Notebook

In [ ]:

1 Keeping Conda up to date and installing new packages
- 1.1 Installing a new package in your virtual environment
- 1.2 Updating an existing package
2 Building regression models
- 2.1 Visualizing the correlation matrix
- 2.2 Visualizing the scatter plot matrix
3 Detour: Visualization of the regression model
4 How well the regression model works: training (building) data
5 Secondly, how well the regression model works on testing data
6 Calculate the $R^2$ value
7 Improving the model: adding extra predictors
8 Challenge: checking the MLR model on the testing data

All content here is under a Creative Commons Attribution CC-BY 4.0 and all source code is released under a BSD-2 clause license.

Please reuse, remix, revise, and reshare this content in any way, keeping this notice.

Course overview¶

This is the fifth module of several (11, 12, 13, 14, 15 and 16), which refocuses the course material in the prior 10 modules in a slightly different way. It places more emphasis on

dealing with data: importing, merging, filtering;
calculations from the data;
visualization of it.

In short: *how to extract value from your data*.

Module 15 Overview¶

In this module we will cover

Visualization of a correlation matrix with a heat map
Fitting a linear regression model to the data
Visualization of the linear regression model
Accessing data from your data frame using .iloc

Requirements before starting

Have your Python installation working as you had for modules 11 to 14, including the Pandas library installed.
An extra requirement: install the scikit-learn and seaborn libraries. See instructions below.

Keeping Conda up to date and installing new packages¶

Newer versions of packages are released frequently. You can update your packages (libraries), with these commands. Do this at the command line (not in Jupyter notebook!):

conda update -n base conda
    conda update --all

Installing a new package in your virtual environment¶

You will come across people recommending different packages in Python for all sorts of interesting applications. For example, the library seaborn is often recommended for visualization. But you might not have it installed yet. In this module we will use seaborn and also scikit-learn.

This is how you can install the seaborn and scikit-learn packages in your virtual environment called myenv:

conda activate myenv    <--- change the last word in the command to the name of your actual environment
    conda install seaborn scikit-learn

Or in one line:

conda install -n myenv seaborn scikit-learn

Updating an existing package¶

Similar to the above, you can update a package to the latest version. Just change install to update instead. Or in one line:

conda update -n myenv seaborn scikit-learn

Building regression models¶

In the prior module you learned about setting the date and time when importing data, visualizing your data with box plots, histograms, line or time-series plots, and scatter plots.
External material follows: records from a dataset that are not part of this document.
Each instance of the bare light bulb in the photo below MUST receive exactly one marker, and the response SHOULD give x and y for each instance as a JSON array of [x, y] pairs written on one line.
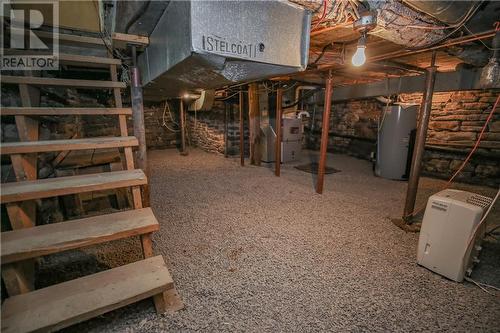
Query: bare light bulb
[[359, 58]]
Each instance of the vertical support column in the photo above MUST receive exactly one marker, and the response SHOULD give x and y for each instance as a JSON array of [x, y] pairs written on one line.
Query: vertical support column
[[141, 156], [324, 133], [418, 152], [226, 120], [242, 130], [183, 129], [254, 123], [279, 115]]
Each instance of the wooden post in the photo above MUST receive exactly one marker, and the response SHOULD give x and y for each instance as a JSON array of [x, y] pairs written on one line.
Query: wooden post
[[242, 130], [183, 129], [226, 120], [141, 157], [324, 133], [279, 113], [418, 152], [254, 123]]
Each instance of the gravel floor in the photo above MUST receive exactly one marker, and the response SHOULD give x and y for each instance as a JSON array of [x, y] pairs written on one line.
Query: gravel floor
[[252, 252]]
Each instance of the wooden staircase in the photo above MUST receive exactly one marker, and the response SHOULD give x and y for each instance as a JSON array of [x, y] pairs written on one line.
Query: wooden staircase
[[64, 304]]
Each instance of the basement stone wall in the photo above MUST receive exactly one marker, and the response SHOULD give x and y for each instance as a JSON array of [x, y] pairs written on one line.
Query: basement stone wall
[[456, 121], [83, 161], [206, 130]]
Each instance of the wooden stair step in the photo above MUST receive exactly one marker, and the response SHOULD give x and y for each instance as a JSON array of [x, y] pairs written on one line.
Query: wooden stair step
[[51, 187], [68, 303], [49, 81], [38, 111], [27, 147], [46, 239]]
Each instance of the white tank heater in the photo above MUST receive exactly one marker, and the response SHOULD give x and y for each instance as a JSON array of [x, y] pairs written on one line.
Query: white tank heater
[[449, 223], [394, 142]]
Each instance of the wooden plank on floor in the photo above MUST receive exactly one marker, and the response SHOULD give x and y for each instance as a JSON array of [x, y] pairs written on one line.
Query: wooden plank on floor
[[36, 111], [60, 145], [67, 303], [49, 81], [57, 237], [51, 187]]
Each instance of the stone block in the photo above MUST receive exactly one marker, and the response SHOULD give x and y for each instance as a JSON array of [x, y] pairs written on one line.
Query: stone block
[[445, 125]]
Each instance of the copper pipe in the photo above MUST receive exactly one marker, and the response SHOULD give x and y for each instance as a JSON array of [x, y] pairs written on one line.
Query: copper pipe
[[324, 133], [399, 54], [279, 114], [242, 131], [456, 41], [418, 153], [183, 133], [327, 29]]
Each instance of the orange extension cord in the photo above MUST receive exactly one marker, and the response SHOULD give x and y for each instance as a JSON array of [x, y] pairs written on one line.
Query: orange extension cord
[[448, 183]]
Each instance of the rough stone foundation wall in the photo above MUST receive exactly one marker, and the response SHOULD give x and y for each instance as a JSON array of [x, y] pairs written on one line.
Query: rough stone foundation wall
[[456, 121], [206, 130], [78, 162]]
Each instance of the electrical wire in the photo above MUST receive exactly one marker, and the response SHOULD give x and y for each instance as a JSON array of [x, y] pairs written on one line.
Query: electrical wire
[[466, 18], [476, 145], [480, 40], [325, 5]]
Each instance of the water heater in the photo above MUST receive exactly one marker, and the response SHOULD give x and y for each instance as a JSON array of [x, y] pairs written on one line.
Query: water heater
[[394, 142]]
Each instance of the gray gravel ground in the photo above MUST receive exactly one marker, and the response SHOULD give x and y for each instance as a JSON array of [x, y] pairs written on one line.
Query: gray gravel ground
[[252, 252]]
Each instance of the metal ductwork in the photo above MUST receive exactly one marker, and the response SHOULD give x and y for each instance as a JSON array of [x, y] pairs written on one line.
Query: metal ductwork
[[210, 44]]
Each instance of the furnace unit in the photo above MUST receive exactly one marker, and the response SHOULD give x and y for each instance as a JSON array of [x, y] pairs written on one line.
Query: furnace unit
[[291, 144]]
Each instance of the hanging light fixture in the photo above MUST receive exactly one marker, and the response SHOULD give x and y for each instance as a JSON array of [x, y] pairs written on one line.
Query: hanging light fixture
[[359, 57], [365, 23]]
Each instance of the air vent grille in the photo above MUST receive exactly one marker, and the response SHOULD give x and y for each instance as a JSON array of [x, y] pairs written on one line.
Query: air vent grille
[[479, 200]]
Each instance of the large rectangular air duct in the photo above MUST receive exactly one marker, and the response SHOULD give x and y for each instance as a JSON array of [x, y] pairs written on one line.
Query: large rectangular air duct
[[209, 44]]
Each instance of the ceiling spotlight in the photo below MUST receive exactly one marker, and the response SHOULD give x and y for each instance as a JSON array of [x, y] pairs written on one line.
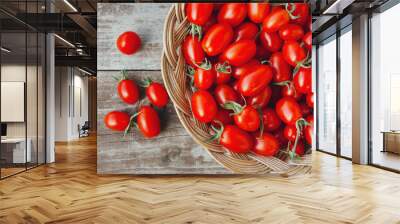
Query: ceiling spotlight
[[70, 5], [5, 50], [64, 40], [84, 71]]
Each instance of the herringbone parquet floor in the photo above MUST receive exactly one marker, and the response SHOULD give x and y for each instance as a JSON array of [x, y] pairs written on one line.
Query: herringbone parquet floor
[[69, 191]]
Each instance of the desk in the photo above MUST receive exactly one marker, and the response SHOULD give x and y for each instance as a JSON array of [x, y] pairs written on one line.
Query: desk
[[391, 141], [16, 147]]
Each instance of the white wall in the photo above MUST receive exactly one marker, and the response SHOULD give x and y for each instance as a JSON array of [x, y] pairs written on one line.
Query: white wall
[[68, 82]]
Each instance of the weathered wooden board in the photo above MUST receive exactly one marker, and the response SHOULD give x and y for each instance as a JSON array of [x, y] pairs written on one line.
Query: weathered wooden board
[[172, 152], [146, 19]]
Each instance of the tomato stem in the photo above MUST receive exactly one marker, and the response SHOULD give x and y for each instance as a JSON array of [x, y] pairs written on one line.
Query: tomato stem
[[231, 105], [283, 83], [224, 68], [131, 123], [123, 76], [290, 12], [146, 82], [195, 30], [218, 132]]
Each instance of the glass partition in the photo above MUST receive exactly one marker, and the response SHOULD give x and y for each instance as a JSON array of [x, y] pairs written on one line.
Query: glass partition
[[346, 72], [22, 101], [327, 96], [385, 89], [13, 93]]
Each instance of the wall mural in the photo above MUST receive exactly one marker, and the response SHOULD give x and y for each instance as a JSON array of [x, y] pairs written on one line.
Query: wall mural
[[203, 88]]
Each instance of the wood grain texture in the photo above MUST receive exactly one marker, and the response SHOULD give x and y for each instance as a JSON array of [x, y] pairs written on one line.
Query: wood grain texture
[[70, 191], [172, 152], [146, 19]]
You applied these to your own data, and learned about the very powerful groupby function in Pandas.

In this module we will take these skills a step further, but first, we will learn about fitting regression models to some data.
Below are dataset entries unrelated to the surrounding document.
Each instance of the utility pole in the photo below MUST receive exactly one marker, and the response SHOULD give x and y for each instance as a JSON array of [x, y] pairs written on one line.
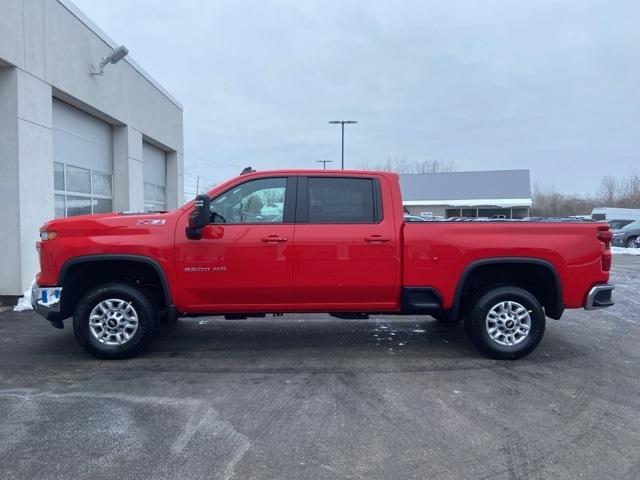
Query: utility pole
[[324, 163], [342, 123]]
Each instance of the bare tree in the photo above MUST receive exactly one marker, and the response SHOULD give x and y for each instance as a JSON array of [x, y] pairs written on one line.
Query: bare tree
[[609, 189], [402, 165]]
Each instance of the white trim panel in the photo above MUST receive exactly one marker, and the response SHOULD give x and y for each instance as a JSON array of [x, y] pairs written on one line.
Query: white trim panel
[[474, 202]]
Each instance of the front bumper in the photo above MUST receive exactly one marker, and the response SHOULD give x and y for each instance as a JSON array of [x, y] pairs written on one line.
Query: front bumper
[[46, 301], [599, 297]]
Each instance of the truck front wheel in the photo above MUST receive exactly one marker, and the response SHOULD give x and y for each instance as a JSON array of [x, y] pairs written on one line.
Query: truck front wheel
[[506, 323], [114, 321]]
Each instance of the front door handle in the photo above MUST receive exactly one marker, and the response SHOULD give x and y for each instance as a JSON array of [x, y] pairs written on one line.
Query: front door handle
[[274, 239], [377, 239]]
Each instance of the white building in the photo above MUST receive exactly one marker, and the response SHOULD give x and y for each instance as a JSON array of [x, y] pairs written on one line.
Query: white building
[[71, 142], [503, 193]]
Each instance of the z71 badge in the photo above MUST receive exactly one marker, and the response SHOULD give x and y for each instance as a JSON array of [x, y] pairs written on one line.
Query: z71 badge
[[151, 221]]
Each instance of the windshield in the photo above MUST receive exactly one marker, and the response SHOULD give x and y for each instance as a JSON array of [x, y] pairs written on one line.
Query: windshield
[[632, 226]]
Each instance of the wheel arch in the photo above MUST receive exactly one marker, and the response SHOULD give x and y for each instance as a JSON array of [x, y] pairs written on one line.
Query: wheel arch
[[510, 270], [76, 269]]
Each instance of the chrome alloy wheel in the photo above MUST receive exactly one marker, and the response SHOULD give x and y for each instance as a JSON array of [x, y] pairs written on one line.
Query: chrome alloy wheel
[[508, 323], [113, 321]]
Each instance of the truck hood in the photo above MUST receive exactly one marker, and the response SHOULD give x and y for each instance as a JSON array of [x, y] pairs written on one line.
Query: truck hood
[[109, 223]]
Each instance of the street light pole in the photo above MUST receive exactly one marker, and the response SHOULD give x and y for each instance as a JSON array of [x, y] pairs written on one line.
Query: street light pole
[[342, 123], [324, 163]]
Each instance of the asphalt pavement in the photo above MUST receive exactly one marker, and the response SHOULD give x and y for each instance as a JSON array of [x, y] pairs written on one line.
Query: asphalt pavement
[[313, 397]]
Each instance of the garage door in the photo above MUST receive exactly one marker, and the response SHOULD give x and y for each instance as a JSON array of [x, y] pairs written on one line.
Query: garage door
[[155, 177], [83, 162]]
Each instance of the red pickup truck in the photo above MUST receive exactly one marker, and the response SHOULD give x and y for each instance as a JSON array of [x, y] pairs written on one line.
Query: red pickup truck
[[314, 241]]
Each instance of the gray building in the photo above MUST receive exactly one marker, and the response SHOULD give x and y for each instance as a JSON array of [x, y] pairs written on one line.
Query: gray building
[[467, 194], [71, 142]]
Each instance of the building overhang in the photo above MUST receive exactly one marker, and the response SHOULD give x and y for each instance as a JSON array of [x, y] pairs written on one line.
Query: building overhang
[[472, 203]]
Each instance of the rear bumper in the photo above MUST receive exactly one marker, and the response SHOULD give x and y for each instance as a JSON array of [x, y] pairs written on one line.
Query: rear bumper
[[599, 297], [46, 301]]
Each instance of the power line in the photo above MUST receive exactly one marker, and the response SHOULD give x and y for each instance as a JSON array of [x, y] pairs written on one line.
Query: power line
[[324, 163]]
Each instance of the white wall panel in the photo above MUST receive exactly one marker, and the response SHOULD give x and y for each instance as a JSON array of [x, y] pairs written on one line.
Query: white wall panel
[[81, 139]]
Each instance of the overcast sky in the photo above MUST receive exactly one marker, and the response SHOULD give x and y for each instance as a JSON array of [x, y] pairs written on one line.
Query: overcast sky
[[552, 86]]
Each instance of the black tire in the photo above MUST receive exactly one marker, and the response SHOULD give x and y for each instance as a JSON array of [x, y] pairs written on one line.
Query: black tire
[[146, 321], [476, 321]]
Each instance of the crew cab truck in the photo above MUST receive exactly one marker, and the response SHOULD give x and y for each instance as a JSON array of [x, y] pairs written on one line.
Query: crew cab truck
[[314, 241]]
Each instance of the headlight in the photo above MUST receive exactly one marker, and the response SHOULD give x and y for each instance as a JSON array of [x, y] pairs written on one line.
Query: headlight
[[48, 235]]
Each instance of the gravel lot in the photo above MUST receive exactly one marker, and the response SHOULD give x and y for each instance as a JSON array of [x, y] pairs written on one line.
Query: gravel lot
[[316, 397]]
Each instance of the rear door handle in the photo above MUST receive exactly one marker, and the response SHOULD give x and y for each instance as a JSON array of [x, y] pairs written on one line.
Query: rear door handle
[[377, 239], [274, 239]]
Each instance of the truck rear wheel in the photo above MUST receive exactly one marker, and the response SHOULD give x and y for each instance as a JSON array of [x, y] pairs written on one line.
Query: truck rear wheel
[[114, 321], [506, 323]]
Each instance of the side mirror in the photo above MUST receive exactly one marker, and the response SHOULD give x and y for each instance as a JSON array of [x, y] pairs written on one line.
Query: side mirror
[[199, 218]]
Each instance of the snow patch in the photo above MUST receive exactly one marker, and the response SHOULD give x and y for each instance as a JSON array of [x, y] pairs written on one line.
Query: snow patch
[[625, 251]]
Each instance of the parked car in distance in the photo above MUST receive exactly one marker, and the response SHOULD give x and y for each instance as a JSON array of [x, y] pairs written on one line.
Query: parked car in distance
[[608, 214], [627, 235], [414, 218], [297, 241], [618, 224]]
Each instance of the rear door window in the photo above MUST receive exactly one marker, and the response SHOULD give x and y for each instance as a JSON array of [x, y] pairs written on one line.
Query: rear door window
[[342, 200]]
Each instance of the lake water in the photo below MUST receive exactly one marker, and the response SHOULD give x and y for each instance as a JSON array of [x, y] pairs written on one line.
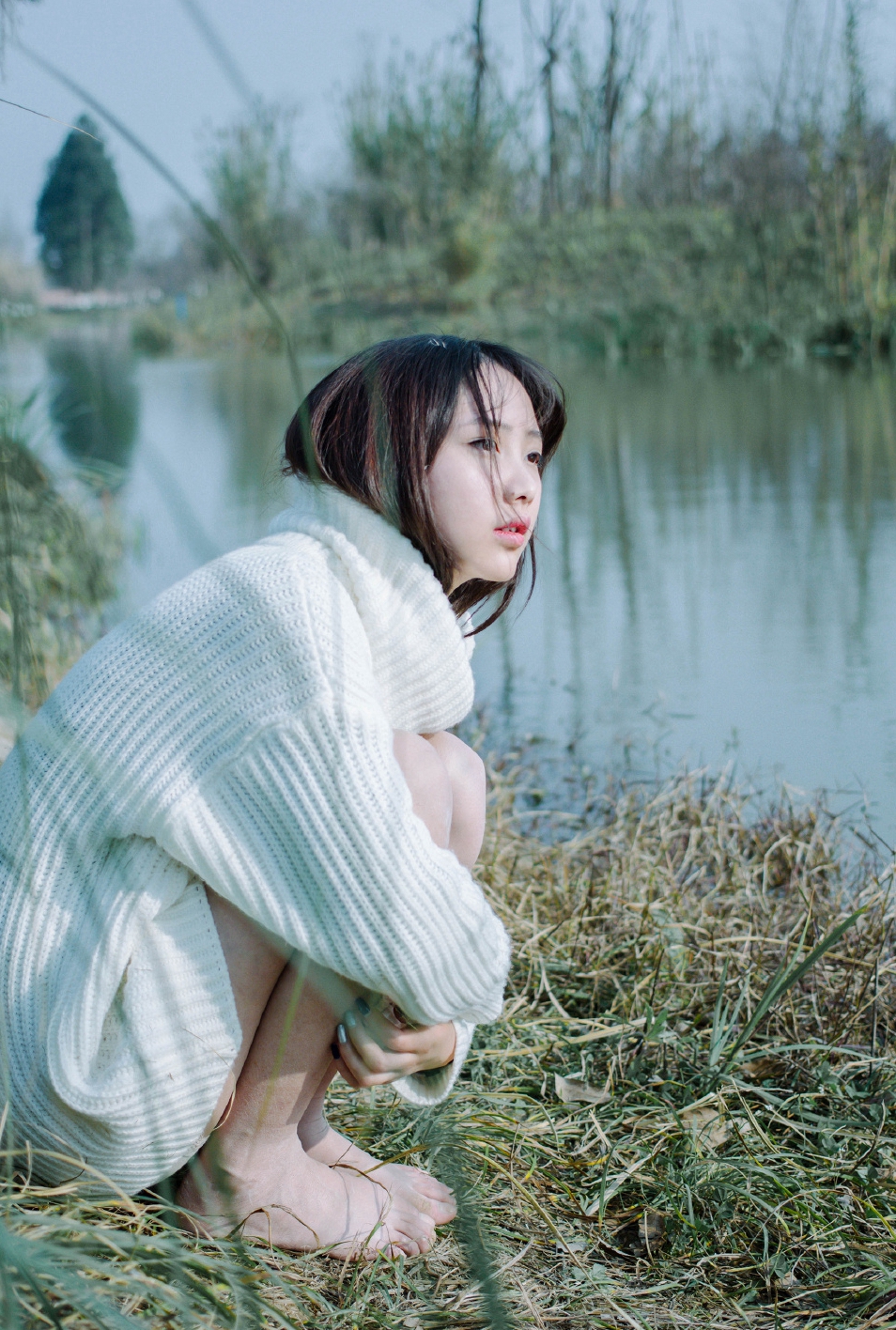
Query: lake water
[[717, 553]]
Start by importing Pandas, and also a tool to build regression models, which is from the scikit-learn library. This is imported as sklearn. You can read more about scikit-learn at their website: https://scikit-learn.org/stable/

In [1]:

import pandas as pd
from sklearn.linear_model import LinearRegression

We will use a data set that is from a distillation column, and predicting an important output variable, called the Reid Vapour Pressure (RVP).

Read in the data set and set the column called "Case" to be the index:

distill = pd.read_csv("https://openmv.net/file/distillation-tower.csv")

In the prior module you were asked to use your own data and:

Calculate the correlation matrix of values and display that. Were you able to do so?
Could you also visualize a scatter plot matrix of these values with the "kde" on the diagonal, squares for the markers and an alpha value of 0.8 for the points?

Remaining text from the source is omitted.